Note, though, that in this example the ADD operation was type-specialised to integers. In many dynamic languages the addition operator is overloaded to work over several types. A generic ADD bytecode instruction then must include a type check (e.g., int vs. float) and then dispatch to the relevant implementation. This can introduce severe execution overheads due to the high cost of branch mispredictions on modern (desktop) CPUs. However, this is partly a language design issue (or at least language/implementation co-design issue) and independent of how we choose to implement our interpreter.

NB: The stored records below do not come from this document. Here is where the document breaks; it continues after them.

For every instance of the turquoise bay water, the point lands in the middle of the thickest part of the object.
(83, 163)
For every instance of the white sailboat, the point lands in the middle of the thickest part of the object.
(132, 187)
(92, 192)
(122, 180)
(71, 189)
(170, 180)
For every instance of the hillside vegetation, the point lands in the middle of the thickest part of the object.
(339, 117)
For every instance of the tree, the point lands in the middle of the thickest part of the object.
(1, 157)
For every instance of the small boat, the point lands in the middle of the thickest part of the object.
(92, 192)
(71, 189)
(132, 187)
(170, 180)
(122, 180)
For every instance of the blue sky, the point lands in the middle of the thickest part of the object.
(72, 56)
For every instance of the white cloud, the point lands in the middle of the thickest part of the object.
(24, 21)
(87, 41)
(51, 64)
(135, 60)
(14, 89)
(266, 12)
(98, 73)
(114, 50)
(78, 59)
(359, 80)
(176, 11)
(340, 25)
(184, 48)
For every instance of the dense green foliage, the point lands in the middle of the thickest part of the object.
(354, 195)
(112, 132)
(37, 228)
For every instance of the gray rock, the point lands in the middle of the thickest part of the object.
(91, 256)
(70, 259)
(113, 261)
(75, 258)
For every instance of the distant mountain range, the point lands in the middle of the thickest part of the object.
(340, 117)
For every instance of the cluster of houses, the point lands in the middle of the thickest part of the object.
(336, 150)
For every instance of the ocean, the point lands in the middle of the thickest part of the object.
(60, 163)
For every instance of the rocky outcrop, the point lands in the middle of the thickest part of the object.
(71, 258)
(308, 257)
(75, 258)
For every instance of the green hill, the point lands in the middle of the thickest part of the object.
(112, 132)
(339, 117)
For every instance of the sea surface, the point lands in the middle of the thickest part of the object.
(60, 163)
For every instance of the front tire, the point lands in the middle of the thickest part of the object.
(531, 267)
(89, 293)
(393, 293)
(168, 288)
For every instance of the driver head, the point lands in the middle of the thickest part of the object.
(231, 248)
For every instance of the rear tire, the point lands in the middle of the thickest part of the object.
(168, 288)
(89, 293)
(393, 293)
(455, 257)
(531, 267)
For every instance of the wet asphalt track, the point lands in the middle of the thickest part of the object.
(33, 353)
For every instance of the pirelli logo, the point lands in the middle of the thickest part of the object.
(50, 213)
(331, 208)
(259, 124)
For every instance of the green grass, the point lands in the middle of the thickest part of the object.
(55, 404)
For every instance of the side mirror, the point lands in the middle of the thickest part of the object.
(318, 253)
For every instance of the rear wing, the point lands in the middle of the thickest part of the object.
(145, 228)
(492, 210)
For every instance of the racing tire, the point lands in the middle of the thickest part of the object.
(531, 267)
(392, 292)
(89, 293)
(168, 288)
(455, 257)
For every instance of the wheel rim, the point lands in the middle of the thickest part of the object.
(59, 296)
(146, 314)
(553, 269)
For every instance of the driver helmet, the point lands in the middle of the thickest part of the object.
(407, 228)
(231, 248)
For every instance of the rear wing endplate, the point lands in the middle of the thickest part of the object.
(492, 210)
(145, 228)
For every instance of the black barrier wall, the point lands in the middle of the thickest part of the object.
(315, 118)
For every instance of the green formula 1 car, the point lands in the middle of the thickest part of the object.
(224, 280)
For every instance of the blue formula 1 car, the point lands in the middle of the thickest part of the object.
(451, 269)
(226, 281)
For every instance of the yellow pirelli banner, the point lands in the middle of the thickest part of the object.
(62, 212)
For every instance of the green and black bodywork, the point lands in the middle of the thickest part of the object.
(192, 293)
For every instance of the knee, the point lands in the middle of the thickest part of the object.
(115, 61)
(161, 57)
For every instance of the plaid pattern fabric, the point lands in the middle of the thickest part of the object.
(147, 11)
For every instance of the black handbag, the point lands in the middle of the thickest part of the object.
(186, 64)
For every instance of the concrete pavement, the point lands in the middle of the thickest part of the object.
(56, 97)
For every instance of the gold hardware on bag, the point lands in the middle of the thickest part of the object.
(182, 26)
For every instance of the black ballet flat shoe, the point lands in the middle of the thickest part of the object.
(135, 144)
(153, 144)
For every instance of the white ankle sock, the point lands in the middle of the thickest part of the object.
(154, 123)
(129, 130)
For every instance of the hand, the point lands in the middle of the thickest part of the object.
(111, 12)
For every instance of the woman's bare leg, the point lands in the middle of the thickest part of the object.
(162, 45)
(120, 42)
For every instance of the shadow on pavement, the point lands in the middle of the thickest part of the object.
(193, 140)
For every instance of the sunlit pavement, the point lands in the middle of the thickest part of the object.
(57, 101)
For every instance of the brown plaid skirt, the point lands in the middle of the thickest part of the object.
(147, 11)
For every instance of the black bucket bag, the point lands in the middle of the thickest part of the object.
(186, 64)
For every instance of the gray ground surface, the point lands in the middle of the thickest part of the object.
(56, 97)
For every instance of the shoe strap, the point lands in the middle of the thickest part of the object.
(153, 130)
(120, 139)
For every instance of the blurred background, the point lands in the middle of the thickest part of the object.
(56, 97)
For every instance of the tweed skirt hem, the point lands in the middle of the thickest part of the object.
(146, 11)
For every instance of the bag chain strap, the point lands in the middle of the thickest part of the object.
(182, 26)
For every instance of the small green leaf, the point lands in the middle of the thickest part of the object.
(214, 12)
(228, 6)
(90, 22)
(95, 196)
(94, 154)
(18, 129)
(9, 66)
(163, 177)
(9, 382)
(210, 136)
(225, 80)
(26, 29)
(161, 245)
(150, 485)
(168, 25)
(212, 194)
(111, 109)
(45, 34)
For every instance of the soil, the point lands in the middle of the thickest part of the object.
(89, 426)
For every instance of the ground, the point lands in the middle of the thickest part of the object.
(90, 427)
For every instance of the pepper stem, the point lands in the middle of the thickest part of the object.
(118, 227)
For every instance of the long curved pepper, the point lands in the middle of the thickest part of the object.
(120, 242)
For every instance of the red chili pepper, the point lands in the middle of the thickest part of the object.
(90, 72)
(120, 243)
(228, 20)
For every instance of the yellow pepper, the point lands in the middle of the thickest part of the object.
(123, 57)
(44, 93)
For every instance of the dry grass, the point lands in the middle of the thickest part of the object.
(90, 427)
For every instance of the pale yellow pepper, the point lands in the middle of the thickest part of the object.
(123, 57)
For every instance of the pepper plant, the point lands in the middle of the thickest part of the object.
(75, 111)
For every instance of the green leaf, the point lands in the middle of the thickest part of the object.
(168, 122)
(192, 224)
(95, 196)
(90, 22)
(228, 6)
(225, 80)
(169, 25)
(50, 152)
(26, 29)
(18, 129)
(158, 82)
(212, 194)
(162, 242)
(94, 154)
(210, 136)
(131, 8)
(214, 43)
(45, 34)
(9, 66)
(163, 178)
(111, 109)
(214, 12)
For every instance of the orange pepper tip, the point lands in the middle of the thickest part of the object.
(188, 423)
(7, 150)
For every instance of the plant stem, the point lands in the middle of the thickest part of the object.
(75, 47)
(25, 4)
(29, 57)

In addition to the performance advantages over C-based interpreters, there is size advantage. It's a good idea to ensure that the frequently-executed parts of the interpreter fit within the L1 instruction cache (typically around 32-64 KiB). Writing the interpreter in assembly helps with that. For example, the above code requires exactly 32 bytes. If we chose to use register ebp for BASE, it would have been a few bytes larger due to encoding restrictions on x86.

Portable Fast Interpreters?


The downside of writing an interpreter in assembly is that it is completely unportable. Furthermore, if we need to change the semantics of a bytecode instruction we have to update it for each architecture separately. For example, LuaJIT 2 has interpreters for 6 architectures of around 4000K 4000 lines per architecture (ARMv6, MIPS, PPC, PPCSPE/Cell, x86, x86-64).

The WebKit project therefore built its own custom "portable" assembly language as a Ruby DSL. For an example of what it looks like, see LowLevelInterpreter.asm. Occasionally, you probably still want to special-case some code for a specific architecture, but it seems to go into the right direction. It also seems to make code more readable than Dalvik's (Android's VM) template substitution method. I'd rather have all the code in the same file (possibly with a few #ifdef-like places) rather than spread over 200+ files. It also should be quite simple to translate this assembly into C to get a default interpreter for architectures that are not yet supported.

So far, every project seems to have built its own tool chain. I guess it's too much of a niche problem with too many project-specific requirements to give rise to a reusable standard tool set.